バイク初の「6大陸横断」男が、今度は特注の黄色いベンツで挑む、116ヵ国・24万キロの旅。戦乱、砂漠、ジャングル、そしてロシア・マフィアからイグアナ料理まで、危険いっぱい・魅力たっぷりの冒険旅行。

感想

○原著と同じ時期に訳書を出している。出版社はよくアンテナをはっていたんだろう。計画的でもある。

○飛行機ではなく「車で」、という厳しい条件で世界旅行に挑んだ、投資家の記録。有名な投資家ということで、ちまたによくあるような、金はないが持ち前の明るい人柄と楽天的な性格、著しい行動力、運で世界をおし通る!、といった旅行話ではない。行動力はバリバリあるが、お金もいっぱいあるし記録を残すための随行員もいる。ただ、本書の特徴といえるのが、著者ジム・ロジャーズ氏の責任ある大人としての慎重な行動と、投資家として各国の国情をつかみその将来性を評価する記述にあると思う。

 本書を読んでいて、投資というのはその国(地域)の可能性をみることだと感じた。著者は、現地の人と話したり、マーケットや国境管理での役人の対応(賄賂を要求しない? 手続きは煩雑でない?)を観察することで得た旅先の国情を整理したあと、しばし投資を検討してみせる。そこで印象的だったのは、あたりまえかもしれないが投資の対象として適した地域は必ずしも発展しているところではない、ということだ。むしろ種々の困難を乗り越え、さあ、これから発展するぞ!、その可能性を冷静に見極めているのだ。
 争いはきちんと解決したのか?、汚職は蔓延していないか?、非効率的な規制は廃されているか?等々、その検討の先に、著者はしばしその国(地域)に可能性・将来性を見出す。
 ある対象の可能性を評価し見出すことこそが「投資」なのか、このことに気づかされた本だった。そう考えると、投資ってなんだか夢があるんだなあ、と感じたしだい。

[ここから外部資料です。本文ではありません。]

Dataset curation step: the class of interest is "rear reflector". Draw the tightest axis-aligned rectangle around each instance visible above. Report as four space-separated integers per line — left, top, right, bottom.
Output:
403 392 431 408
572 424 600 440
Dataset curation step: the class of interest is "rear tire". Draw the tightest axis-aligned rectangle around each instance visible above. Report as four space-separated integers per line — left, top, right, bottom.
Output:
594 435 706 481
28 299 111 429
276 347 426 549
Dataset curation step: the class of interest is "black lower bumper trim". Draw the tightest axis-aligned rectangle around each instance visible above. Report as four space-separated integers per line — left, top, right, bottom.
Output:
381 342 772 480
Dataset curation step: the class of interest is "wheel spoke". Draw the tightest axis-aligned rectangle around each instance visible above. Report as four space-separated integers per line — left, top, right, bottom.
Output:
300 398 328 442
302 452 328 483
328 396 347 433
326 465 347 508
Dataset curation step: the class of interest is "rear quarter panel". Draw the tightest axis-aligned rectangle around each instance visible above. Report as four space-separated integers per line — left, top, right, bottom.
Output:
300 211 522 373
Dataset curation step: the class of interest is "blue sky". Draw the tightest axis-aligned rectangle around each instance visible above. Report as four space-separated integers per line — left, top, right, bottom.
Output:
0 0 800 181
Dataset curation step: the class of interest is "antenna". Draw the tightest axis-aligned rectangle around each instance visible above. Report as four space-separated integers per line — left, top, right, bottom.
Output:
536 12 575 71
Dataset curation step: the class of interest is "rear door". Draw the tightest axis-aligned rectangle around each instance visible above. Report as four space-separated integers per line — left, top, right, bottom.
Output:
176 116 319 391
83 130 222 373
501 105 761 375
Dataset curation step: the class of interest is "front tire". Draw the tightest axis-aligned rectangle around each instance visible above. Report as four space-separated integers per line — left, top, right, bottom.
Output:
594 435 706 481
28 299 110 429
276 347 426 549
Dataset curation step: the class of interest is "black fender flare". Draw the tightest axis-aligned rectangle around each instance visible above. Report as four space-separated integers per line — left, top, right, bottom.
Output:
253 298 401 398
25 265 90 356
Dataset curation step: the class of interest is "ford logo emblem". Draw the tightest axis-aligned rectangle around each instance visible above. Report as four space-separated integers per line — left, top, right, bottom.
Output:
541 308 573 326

○非効率的で硬直的で無駄に金を使うだけでなく、自由な移動や取引を阻害までする官僚組織に対する不満が、随所に述べられている。
蔓延する汚職に対する不快感も。

○著者は自由であることと、競争がしっかりはたらいていることを、豊かな社会を導くものとして強く肯定。

○アフリカを旅したときの記述で、アフリカ諸国が援助づけになっている様を明らかにしている。多大な援助により、一部の国では、人々の働く意欲と仕事の知識・技術が奪われている、という。物をつくらなくても修理しなくても、援助によってどうせただでもらえるというのだ。さらに、そこによからんNGOが自分たちの仕事ほしさにつけこんでいるとも。
 筆者はこのアフリカの状況に対し、アフリカが抱えたこれまでの負債を免除するとともに、援助も思い切ってやめるべきだ、と提言している。著者は思いきって表現しているのだと思うが、基本的な考え方自体は重要なことを指摘している、と思う。

○世界中の国や都市、各種遺産を見てまわった著者。最後には、文明や都市の栄枯盛衰、浮き沈みの世と、そのなかでもたくましく生きてきた人々、生きていく人々を見出している。なんだかぐぐっと視点がもちあげられた感。4000年近い人類の生き様をぐるぐるポンとひとまとめにすると、こんな感覚になるのだろうか。

アメリカは他国に介入しすぎ、と指摘。金を無駄遣いしているうえ、敵意まで得てしまっている、とのこと。
うなずける面もあるが、自力で巨万の富を稼ぐ投資家らしい見方といったところか。長い目で見ると、ハードパワーからソフトパワーまで含めたアメリカの影響力で市場が拡大している、そのおかげで投資家は巨万の富を得ていると思うのだけれど、その点どう思うのだろうか。

メモ

「世界の半分を回ってみてきたように、今、海外援助のほとんどは外部コンサルタントや地元の軍部、腐った役人、新しいNGOの代表者、そしてメルセデス・ディーラーの懐に収まっている」
(スカイコミュ注:メルセデスを例にあげているのは、権力者御用達の高級車として世界中に販売網をきずきあげたからであるが、自分がそれに乗っているからということもあるだろう。メルセデス社が他者に比べ暴利をむさぼっている、とする指摘はとくになし。)